En 1970, repéré par Tony Calder, le manager des Rolling Stones, Bram Stoker entre au Morgan studio sous la houlette de Tony Chapman qui capture les huit morceaux live.
Malheureusement, Calder revend ses parts du label Immediate Records qui avait signé le groupe et l’album ne sort pas. Les bandes sont récupérées deux ans plus tard par le label Windmill qui les publie sans l’accord du groupe.
Il aurait été dommage de ne pas offrir au public, ce disque qui alterne morceaux atmosphériques issus du psychédélisme et titres plus shock rock inspirés par l’œuvre de Bram Stoker.
Dans cette seconde catégorie, on peut placer le torturé « Poltergeist » dominé par un orgue omniprésent et une basse hypnotique, l’instrumental « Fingacs cave » aux motifs puisés dans le jazz-rock ou « Blitz », une chanson angoissante, en grande partie instrumentale, qui évoque les premiers albums de Deep Purple et d’Uriah Heep.

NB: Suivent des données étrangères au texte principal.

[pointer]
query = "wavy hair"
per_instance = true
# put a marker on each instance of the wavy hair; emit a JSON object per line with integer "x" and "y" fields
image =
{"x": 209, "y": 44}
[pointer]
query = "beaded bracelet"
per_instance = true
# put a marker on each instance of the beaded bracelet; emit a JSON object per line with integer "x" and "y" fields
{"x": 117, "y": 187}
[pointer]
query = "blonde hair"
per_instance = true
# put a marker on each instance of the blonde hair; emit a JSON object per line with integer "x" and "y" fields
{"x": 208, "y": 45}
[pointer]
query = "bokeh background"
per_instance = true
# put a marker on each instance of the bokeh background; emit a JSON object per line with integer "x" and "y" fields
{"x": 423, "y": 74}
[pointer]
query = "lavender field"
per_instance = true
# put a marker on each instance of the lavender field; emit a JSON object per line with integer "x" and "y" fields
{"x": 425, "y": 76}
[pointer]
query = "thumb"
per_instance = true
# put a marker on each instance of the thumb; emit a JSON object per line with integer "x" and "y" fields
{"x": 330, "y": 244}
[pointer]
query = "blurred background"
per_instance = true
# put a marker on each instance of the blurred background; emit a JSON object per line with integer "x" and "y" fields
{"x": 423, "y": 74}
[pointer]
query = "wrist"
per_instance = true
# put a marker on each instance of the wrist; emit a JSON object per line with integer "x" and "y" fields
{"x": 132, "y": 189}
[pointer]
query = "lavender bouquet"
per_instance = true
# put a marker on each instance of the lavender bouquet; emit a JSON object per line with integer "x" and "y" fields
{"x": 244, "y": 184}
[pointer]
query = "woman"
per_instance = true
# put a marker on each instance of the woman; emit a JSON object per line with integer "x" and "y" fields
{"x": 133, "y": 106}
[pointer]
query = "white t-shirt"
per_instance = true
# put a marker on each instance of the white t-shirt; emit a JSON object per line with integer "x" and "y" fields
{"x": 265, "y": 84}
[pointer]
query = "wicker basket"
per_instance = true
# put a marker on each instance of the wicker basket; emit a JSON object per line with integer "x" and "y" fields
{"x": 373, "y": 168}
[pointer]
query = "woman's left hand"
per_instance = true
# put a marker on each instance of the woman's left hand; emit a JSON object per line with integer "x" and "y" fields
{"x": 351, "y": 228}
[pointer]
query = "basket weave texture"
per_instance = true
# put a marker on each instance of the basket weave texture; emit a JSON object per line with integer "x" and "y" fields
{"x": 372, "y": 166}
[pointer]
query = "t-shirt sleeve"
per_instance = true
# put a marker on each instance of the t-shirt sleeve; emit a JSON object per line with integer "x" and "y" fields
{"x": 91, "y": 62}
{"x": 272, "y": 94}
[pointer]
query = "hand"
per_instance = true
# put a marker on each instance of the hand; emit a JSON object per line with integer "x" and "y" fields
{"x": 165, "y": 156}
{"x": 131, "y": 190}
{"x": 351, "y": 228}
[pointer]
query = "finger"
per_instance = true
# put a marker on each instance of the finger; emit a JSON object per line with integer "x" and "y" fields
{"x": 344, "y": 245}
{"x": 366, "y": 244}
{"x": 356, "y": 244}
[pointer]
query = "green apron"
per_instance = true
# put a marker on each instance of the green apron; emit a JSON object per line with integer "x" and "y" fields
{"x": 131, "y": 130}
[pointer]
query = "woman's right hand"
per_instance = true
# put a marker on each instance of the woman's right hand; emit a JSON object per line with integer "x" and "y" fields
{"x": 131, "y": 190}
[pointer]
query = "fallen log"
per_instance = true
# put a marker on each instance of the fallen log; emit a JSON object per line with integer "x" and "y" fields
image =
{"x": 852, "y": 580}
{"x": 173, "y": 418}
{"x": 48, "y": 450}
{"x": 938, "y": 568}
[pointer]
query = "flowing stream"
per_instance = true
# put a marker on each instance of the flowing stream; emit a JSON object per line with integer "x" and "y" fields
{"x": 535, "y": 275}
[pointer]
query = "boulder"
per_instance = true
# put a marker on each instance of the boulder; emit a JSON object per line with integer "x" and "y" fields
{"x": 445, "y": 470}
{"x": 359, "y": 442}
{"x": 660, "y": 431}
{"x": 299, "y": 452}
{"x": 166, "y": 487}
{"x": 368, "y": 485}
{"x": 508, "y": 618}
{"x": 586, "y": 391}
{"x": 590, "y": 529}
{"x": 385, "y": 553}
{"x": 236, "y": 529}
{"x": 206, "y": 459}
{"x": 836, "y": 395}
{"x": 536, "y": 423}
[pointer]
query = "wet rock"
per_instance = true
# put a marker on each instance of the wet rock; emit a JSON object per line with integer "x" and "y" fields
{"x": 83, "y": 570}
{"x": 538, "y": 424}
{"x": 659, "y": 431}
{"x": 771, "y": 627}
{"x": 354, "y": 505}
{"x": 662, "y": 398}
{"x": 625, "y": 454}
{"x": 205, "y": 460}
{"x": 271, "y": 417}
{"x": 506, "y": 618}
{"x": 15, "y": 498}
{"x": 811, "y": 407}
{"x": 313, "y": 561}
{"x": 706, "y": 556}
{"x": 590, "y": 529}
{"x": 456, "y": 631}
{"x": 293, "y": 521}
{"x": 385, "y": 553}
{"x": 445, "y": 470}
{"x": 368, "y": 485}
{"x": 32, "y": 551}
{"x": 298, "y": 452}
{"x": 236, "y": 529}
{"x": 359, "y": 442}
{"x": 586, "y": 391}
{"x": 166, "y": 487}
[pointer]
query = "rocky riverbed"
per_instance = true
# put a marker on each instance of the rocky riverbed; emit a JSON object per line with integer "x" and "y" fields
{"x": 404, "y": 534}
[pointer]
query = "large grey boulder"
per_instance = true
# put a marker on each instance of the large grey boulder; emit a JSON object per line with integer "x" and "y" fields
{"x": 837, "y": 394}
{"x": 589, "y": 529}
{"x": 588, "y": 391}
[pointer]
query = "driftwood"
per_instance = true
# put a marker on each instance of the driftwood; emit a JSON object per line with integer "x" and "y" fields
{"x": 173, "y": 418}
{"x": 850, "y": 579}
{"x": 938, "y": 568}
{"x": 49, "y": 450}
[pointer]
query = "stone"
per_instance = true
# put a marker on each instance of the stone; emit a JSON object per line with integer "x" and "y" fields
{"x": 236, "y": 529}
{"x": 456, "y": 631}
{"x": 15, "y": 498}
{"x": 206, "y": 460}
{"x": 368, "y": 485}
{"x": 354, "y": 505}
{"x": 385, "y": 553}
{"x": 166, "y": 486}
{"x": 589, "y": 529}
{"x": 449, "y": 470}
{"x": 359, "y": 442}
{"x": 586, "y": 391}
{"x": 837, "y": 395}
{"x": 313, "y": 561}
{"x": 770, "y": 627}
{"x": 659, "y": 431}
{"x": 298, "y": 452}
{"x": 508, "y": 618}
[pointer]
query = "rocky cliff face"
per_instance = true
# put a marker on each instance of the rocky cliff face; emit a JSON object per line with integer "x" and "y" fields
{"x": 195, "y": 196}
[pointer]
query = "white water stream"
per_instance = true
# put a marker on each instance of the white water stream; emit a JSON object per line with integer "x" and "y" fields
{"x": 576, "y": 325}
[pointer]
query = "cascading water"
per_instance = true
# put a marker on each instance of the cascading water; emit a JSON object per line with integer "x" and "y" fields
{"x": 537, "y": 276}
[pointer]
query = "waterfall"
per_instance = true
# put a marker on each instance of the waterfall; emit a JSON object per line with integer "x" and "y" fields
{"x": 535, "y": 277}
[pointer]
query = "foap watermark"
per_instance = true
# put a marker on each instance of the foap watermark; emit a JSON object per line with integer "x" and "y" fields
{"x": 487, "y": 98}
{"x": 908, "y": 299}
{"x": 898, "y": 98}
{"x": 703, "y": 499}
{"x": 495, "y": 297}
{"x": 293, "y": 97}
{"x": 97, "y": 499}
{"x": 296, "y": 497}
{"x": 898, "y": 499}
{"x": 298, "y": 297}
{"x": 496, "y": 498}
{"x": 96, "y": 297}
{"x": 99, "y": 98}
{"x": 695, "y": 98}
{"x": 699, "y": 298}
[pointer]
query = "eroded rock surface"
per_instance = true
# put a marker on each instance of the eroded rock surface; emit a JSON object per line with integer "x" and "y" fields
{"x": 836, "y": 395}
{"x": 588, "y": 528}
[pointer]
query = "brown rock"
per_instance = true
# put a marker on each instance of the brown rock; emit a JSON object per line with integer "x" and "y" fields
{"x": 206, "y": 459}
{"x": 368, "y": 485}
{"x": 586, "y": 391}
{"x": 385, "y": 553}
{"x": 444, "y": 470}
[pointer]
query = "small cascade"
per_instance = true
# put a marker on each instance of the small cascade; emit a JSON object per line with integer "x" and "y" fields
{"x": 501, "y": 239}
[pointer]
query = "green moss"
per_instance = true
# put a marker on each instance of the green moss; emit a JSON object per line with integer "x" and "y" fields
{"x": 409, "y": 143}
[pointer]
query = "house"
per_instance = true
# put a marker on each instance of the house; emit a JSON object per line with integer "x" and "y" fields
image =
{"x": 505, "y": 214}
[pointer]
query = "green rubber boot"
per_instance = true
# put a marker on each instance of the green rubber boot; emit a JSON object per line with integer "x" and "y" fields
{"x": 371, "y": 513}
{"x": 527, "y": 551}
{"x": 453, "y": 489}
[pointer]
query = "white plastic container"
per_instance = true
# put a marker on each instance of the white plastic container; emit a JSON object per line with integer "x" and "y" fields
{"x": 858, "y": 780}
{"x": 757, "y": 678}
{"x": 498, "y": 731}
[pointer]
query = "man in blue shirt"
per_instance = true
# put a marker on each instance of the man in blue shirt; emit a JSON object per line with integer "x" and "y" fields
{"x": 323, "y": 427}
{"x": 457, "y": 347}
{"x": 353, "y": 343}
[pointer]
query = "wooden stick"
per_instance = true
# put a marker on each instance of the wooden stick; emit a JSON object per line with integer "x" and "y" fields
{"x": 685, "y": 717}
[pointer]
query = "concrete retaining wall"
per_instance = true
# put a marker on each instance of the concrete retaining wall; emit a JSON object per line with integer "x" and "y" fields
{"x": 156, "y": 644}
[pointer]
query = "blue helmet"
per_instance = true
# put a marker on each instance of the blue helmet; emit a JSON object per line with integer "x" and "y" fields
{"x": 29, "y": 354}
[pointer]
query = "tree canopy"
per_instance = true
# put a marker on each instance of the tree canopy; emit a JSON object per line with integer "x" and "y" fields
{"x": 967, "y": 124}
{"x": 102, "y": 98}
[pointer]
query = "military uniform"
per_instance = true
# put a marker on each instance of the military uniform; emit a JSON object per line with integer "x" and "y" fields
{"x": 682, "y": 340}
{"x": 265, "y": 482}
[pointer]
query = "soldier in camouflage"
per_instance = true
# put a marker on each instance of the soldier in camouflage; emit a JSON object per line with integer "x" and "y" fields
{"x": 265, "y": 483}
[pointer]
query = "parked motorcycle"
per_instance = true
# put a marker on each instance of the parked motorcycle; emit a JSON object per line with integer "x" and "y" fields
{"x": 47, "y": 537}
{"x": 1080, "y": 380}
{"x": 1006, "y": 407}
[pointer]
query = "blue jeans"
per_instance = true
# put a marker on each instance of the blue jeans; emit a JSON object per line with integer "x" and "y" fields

Comme ces deux formations, Bram Stoker s’appuie sur un orgue chaud, qui devient parfois hystérique, comme sur « Born to be Free » au rythme enjoué, tout en sachant soutenir la guitare, comme il le fait sur l’excellent « Extensive corrosion », un hymne propice aux improvisations.
Enregistré avec une forme d’urgence et de spontanéité, Heavy Rock Spectacular s’inspire de l’expressivité des Who ou d’Alice Cooper sur l’excellent « Idiot » au refrain amusant, tout en privilégiant les instrumentaux pour mieux envoûter l’auditeur : « Ants » et « Fast Decay ».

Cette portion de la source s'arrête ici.